---
bibliography: NA_GROUP1/reference_0013.bib
csl: NA_GROUP1/ucl-university-college-harvard.csl
title: Group Name's Group Project
execute:
  echo: false
  freeze: true
downloads:
  - url: 'https://github.com/chenyiting1003/NA_GROUP1/blob/main/reference_0013.bib'
    path: reference_0013.bib
  - url: 'https://example.com/harvard-cite-them-right.csl'
    path: harvard-cite-them-right.csl
format:
  html:
    code-copy: true
    code-link: true
    toc: true
    toc-title: On this page
    toc-depth: 2
    toc_float:
      collapsed: false
      smooth_scroll: true
  pdf:
    include-in-header:
      text: |
        \addtokomafont{disposition}{\rmfamily}
    mainfont: Spectral
    sansfont: Roboto Flex
    monofont: InputMonoCondensed
    papersize: a4
    geometry:
      - top=25mm
      - left=40mm
      - right=30mm
      - bottom=25mm
      - heightrounded
    toc: false
    number-sections: false
    colorlinks: true
    highlight-style: github
jupyter:
  jupytext:
    text_representation:
      extension: .qmd
      format_name: quarto
      format_version: '1.0'
      jupytext_version: 1.16.4
  kernelspec:
    display_name: Python (base)
    language: python
    name: base
---

In [None]:
#| echo: false
import os
import pandas as pd

In [None]:
#| echo: false
host = 'https://orca.casa.ucl.ac.uk'
path = '~jreades/data'
file = '20240614-London-listings.parquet'
if os.path.exists(file):
  df = pd.read_parquet(file)
else: 
  df = pd.read_parquet(f'{host}/{path}/{file}')
  df.to_parquet(file)

---

title: 1. Who collected the InsideAirbnb data?

---

The data is sourced from publicly available information on the Airbnb website and is analyzed, cleaned, and aggregated for public discussion [@inside_airbnb_about]. Key contributors include the founder and collaborators who developed tools to enhance data transparency, such as automating search functionality and stabilizing the platform’s code [@inside_airbnb_about; @alsudais_incorrect_2021].

---


## 2. Why did they collect the InsideAirbnb data?

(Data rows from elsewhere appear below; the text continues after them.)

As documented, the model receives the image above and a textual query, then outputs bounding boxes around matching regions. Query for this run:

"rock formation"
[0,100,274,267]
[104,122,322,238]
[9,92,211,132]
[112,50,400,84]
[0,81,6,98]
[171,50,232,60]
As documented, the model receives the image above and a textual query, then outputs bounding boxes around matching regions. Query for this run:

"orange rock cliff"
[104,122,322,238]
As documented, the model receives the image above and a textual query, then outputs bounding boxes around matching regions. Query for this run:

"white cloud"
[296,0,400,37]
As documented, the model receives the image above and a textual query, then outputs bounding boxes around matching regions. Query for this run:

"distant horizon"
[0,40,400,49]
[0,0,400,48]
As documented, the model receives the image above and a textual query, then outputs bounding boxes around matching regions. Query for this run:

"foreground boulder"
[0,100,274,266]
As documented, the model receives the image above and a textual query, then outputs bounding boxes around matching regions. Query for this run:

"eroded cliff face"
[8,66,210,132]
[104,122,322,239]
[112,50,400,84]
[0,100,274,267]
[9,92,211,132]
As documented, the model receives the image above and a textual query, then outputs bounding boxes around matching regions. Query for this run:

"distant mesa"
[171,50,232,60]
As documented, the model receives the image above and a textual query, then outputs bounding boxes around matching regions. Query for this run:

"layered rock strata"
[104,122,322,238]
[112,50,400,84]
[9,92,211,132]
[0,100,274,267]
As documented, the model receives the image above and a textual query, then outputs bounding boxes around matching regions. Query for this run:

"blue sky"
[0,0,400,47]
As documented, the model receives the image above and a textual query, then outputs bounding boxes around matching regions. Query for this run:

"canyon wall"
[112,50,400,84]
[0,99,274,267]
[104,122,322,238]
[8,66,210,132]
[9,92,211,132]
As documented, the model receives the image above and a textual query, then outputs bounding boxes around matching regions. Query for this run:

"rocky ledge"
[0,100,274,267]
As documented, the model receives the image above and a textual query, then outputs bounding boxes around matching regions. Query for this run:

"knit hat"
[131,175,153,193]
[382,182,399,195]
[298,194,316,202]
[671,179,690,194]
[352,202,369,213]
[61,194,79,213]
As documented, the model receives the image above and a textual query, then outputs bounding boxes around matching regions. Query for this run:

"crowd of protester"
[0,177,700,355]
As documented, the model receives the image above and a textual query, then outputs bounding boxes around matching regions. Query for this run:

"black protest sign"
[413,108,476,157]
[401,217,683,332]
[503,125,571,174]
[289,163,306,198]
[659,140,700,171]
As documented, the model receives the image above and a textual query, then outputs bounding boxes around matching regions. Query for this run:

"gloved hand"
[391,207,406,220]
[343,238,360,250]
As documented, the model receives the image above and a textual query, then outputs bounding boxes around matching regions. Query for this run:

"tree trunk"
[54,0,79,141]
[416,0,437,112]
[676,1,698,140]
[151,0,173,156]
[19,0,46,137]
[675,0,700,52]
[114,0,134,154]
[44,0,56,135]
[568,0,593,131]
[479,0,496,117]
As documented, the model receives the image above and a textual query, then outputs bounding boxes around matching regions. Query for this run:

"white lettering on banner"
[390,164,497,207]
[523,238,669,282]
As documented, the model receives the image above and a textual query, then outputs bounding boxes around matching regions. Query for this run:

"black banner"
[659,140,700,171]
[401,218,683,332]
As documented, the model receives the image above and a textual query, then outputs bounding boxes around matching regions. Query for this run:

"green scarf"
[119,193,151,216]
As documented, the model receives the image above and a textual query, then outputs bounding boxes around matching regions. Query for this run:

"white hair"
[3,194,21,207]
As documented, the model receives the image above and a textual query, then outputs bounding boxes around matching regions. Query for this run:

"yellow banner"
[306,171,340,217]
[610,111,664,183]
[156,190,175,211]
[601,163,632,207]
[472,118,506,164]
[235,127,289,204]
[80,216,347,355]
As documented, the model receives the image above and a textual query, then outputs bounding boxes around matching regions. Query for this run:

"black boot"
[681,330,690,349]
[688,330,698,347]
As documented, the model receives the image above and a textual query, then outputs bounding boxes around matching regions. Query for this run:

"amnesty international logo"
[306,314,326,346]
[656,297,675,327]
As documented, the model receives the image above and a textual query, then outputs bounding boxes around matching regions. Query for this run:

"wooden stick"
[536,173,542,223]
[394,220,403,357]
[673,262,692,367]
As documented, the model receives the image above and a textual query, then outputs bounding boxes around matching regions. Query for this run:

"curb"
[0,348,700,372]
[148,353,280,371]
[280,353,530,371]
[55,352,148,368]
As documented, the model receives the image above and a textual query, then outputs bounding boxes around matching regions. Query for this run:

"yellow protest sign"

Inside Airbnb collects data to enhance transparency by addressing incomplete and biased reports(Inside Airbnb, n.d.; Alsudais, 2021). Studies show that short-term rentals disrupt communities, drive gentrification, and exacerbate housing inequities in cities like New York, London, and Nanjing (Jiao & Bai, 2020; Wachsmuth & Weisler, 2018; Sun et al., 2021).
To promote housing equity, Inside Airbnb focuses on:
Increasing Transparency: Highlight the effects of short-term rentals on housing availability and affordability (Inside Airbnb, n.d.; Garcia-Ayllon, 2018).
Supporting Policy Development: Provide actionable data to regulate short-term rentals and tackle urban challenges (UK Government, 2023; Jiao & Bai, 2020).


In [None]:
#| output: asis
print(f"One of way to embed output in the text looks like this: after cleaning, we were left with {df.shape[0]:,} rows of data.")

This way is also supposed to work (`{python} f"{df.shape[0]:,}"`) but I've found it less reliable.


In [None]:
ax = df.host_listings_count.plot.hist(bins=50);
ax.set_xlim([0,500]);

## 3. How was the InsideAirbnb data collected?

Inside Airbnb relies on publicly accessible data to analyze the platform’s impact on housing and communities.
Using web scraping, it extracts and aggregates information such as listings, prices, calendars, reviews, and host details from Airbnb’s website, which is then cleaned and prepared for public discussions and policymaking(Inside Airbnb, n.d). Meanwhile, Airbnb processes proprietary user interaction data through its User Signals Platform (USP), employing real-time analytics to support applications like personalization and market segmentation(Jiao & Bai, 2020).


## 4. How does the method of collection impact the completeness and/or accuracy of the InsideAirbnb data set's representation of the process it seeks to study, and what wider issues does this raise?

1. **Impact on Data Completeness and Accuracy**

Inside Airbnb data is gathered through web scraping. It may exclude some listings due to technical or legal barriers, such as anti-scraping technologies deployed by Airbnb (API Terms of Service, 2023). In addition, data collection is done at intervals, which means dynamic changes such as new or deleted lists can be missed. (Gurran & Phibbs, 2017)  And the data collection method may underrate the number of listings. This factor contribute to data gaps, potentially overlooking numerous active listings and limiting the accuracy of analyses (Adamiak, 2019).

**2.Limitations in Timeliness and Geographic Representation in Reflecting Airbnb Data**

InsideAirbnb's data collection method relies on periodic snapshots, with updates occurring every few months. This frequency means it may miss real-time changes, such as new or removed listings, limiting its ability to capture the dynamic nature of Airbnb’s platform. (Gurran & Phibbs, 2017)Additionally, although InsideAirbnb gathers data from cities in dozens of countries, it does not cover all Airbnb regions, which restricts its ability to fully represent the broader market. This affects the accuracy of its representation of Airbnb's operations across different geographical areas (InsideAirbnb, 2023).

**3.wider issues**

On one hand, the possibility that research using this dataset could unintentionally reinforce biases in the representation of the Airbnb market, leading to skewed conclusions about the platform’s impact (Adamiak, 2019). Additionally, such research might focus on easily accessible data, like listing distribution and pricing, while overlooking more complex phenomena, such as user behavior or platform strategies. (Comptroller's Office, 2018)On the other hand, scraping data without explicit consent from hosts or Airbnb itself could raise ethical concerns, especially when dealing with sensitive information like earnings or availability 。(Floridi and Taddeo, 2016).


## 5. What ethical considerations does the use of the InsideAirbnb data raise?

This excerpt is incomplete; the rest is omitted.